Exiled wrote:How does anyone know they aren't riddled with biases regarding anything?
They ought to realize they are, because we all are. The starting point for beginning to think critically about something demands first confronting this reality.
How do you know your opinions aren't so infected that you cannot independently arrive at conclusions? Are you saying that no one can independently think,
If I thought I was exempt, I'd be a fool. Am I saying no one can think independently? Well, what would that even look like? How is it even possible to be independent of the preconceptions, biases, and cultural background that informs the way one approaches a question?
It's not about being independent. It's about recognizing we aren't, so one approaches issues with that recognition from the outset. If I don't acknowledge I'm biased when I approach a subject, I'll never be able to claim I was even attempting to think independently. The best one can do is approach an issue from the perspective of a person with this opposing view and try to genuinely see it the way they do. And that requires extending good faith their way and looking at their arguments with enough of an open mind that one can see where they are honestly coming from rather than the strawman foundations we are most inclined to attribute to those who think differently.
My impression is you are making the claim for independent thinking based on belief you are outside of the pocket of an establishment source for information. That being the equivalent of being outside of the LDS church's influence like the world operates in that manner. There's inside and outside, sheeple and self-realized people. But that's basically being oblivious to the pocket you ARE in. Any time spent in reading up on human psychology should expose a person to the nature of bias in our behavior and thinking. Any class on critical thinking ought to have laid out the need to approach information from multiple sources with competing views for good reason. It's not something I'm tossing out there to try and defend an argument on the internet.

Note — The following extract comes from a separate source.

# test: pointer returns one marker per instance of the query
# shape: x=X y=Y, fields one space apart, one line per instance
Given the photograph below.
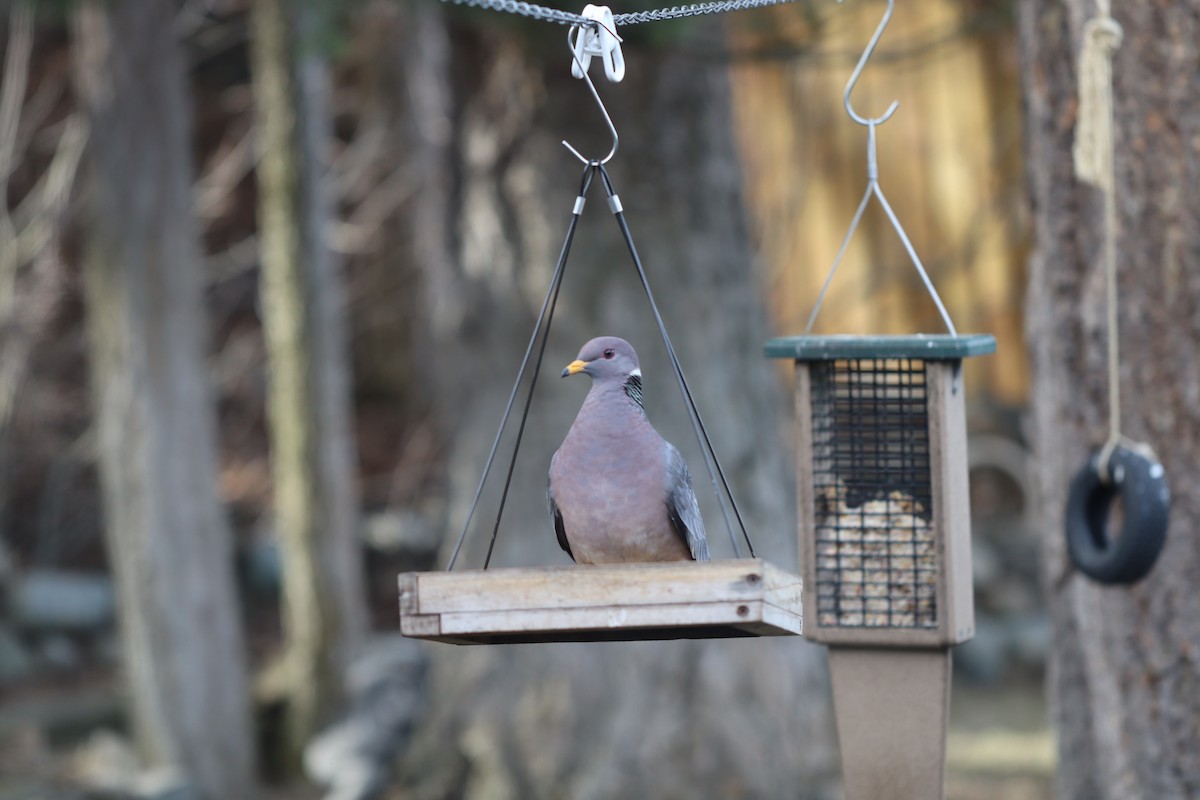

In a world where everyone is infected with bias, who comes up with the original thoughts?
Anyone can come up with original thoughts. The issue is how reliable they are and how one goes about holding them up to whatever dim light one has available to examine in a world where biases are the norm, information is slanted, we are imperfect receivers of imperfectly transmitted information, and anything that appears true today could be overturned by new evidence tomorrow.
Believing oneself to be independent and somehow privileged with access to the right information while everyone else is stuck under the thumb of some manipulative authority is juvenile. Literally. It's how adolescents view the world. "Mom, dad and everyone in charge are fuck-ups, and I'm going off to be my own person and show them how things should be done because I'm independent." At some point, reality is supposed to chip off the edges of that and instill an understanding the world isn't binary, there aren't easy obvious answers, and most people have good reasons for doing what they do even if it's not what we wish they did. Kids figure out their parents were well-meaning, probably right to some degree, and doing the best they could under difficult circumstances the kid was making harder by being a know-it-all dope. People graduate from college and find out the real world looks different than their professors told them it should be, not because everyone is out to “F” everyone else over, but because idealism works in a classroom and only in a classroom.